Expectativa e próximos passos
Outro alerta feito por Antônio Britto, da Anahp, é sobre o objetivo dos mutirões e a capacidade de enfrentamento desse tipo de programa aos desafios da saúde. Mesmo sendo uma ferramenta importante, não deve ser vista como a solução de todos os problemas:
“A gente não pode estabelecer expectativas acima do limite. O mutirão é a forma de resolver emergencialmente uma situação que saiu de controle, mas é óbvio que as filas não acabarão com os mutirões. Ainda que esta fila se resolva, novas filas estão sendo geradas porque existe, especialmente no SUS, falta de condições para atender a todos que demandam o seu serviço”.
Em 2022, o estado de São Paulo conseguiu reduzir em 52%, caindo de 538 mil para 254 mil pessoas em setembro daquele ano. Apesar de estar abaixo da meta estipulada, é preciso reconhecer o esforço empregado para diminuir a fila após o impacto da pandemia ao longo dos últimos 3 anos. O investimento anunciado foi de 350 milhões de reais.
Por isso, é muito importante que os estados elaborem seus planos e tragam o número de pessoas aguardando cirurgias, em diferentes especialistas, mais próximo da realidade.

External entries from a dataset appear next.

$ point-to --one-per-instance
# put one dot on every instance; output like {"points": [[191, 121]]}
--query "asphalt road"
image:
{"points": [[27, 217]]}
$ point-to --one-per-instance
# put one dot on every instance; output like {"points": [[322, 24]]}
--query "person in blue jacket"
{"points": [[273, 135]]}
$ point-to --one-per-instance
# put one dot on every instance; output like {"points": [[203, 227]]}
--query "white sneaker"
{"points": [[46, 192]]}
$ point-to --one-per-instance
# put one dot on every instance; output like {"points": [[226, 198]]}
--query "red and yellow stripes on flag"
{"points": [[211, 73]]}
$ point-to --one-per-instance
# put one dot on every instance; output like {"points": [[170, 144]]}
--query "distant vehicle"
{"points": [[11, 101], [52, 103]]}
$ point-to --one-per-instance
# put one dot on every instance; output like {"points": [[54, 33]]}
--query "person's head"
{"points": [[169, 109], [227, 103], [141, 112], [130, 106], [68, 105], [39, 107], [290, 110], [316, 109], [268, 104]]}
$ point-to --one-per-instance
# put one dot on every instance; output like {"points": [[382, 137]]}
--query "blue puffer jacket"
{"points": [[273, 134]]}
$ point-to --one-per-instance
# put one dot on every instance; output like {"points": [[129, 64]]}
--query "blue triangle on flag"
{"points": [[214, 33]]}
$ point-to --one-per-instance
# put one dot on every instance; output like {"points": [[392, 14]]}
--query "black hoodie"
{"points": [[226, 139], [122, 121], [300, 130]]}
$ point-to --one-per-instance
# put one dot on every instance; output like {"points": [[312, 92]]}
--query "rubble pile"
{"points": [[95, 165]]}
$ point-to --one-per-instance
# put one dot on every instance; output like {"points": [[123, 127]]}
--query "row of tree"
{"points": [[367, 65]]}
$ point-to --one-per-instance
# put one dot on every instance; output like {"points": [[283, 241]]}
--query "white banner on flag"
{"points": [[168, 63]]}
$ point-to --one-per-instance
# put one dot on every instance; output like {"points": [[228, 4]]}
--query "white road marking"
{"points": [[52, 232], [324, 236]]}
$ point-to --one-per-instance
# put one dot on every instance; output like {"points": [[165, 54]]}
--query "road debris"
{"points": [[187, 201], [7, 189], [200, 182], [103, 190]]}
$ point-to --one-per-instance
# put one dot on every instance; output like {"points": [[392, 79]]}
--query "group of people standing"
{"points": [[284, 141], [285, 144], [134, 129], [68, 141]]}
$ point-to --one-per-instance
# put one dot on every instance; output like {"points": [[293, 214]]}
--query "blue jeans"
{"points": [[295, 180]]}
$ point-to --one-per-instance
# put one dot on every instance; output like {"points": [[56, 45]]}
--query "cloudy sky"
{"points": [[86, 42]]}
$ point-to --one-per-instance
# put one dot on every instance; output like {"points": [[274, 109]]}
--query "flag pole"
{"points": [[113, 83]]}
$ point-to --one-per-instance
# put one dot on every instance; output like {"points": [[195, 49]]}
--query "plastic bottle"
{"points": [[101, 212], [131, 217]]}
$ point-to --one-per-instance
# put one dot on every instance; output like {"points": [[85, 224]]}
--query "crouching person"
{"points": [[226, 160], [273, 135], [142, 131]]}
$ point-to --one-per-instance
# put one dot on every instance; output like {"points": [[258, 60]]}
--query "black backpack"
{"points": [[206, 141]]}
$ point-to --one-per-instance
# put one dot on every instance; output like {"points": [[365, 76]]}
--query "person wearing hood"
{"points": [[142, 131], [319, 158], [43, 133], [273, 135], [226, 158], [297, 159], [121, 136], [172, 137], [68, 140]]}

Existe uma dificuldade em se obter um número exato, que depende da organização dos diferentes entes que cuidam da saúde da população.

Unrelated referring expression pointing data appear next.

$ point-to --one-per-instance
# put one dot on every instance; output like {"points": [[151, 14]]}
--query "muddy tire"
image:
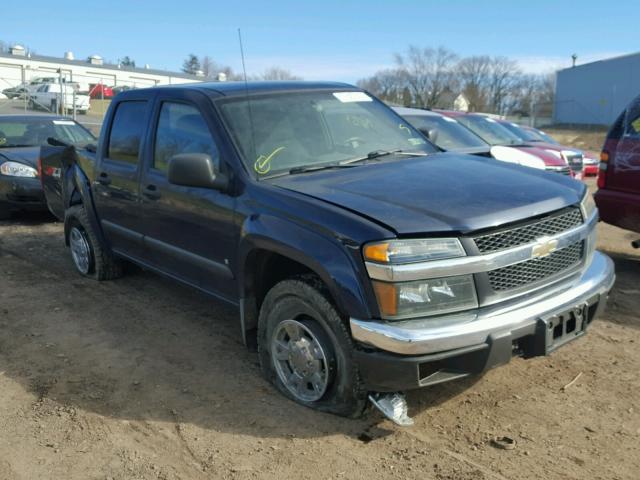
{"points": [[90, 257], [306, 350], [5, 211]]}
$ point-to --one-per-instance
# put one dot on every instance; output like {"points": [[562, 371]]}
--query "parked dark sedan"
{"points": [[21, 137]]}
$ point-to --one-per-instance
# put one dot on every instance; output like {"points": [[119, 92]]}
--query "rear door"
{"points": [[116, 185], [624, 167], [189, 232]]}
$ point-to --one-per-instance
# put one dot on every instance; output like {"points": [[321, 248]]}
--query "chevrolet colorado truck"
{"points": [[362, 262]]}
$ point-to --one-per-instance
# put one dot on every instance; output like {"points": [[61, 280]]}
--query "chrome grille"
{"points": [[536, 269], [530, 232]]}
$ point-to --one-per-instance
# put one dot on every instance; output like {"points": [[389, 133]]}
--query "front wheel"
{"points": [[306, 350], [90, 256], [5, 211]]}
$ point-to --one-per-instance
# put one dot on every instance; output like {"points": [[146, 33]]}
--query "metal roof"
{"points": [[105, 66]]}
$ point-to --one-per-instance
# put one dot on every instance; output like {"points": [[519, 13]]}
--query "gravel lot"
{"points": [[141, 378]]}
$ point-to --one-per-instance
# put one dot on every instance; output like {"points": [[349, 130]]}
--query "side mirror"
{"points": [[196, 170]]}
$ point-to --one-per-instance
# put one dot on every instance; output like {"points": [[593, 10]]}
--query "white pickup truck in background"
{"points": [[51, 95]]}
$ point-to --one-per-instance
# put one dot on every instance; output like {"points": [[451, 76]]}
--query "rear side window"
{"points": [[126, 132], [181, 129]]}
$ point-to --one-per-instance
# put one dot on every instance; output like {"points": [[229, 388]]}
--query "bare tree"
{"points": [[427, 72], [209, 68], [504, 75], [278, 73], [388, 85], [191, 64]]}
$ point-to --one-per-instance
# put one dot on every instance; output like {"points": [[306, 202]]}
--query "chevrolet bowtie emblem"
{"points": [[544, 247]]}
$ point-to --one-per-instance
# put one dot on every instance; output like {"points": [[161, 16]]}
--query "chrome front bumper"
{"points": [[439, 334]]}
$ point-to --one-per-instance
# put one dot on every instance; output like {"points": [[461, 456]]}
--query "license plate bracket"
{"points": [[563, 327]]}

“Evidentemente em cada região brasileira é que vai ter que haver a definição de quem e como participa. É impossível ao Ministério da Saúde definir como vai ser o desenho objetivo do projeto estado por estado”, explica Britto. Agora, as entidades ligadas aos hospitais aguardam a elaboração desse plano para entender a demanda e começarem as negociações com os gestores.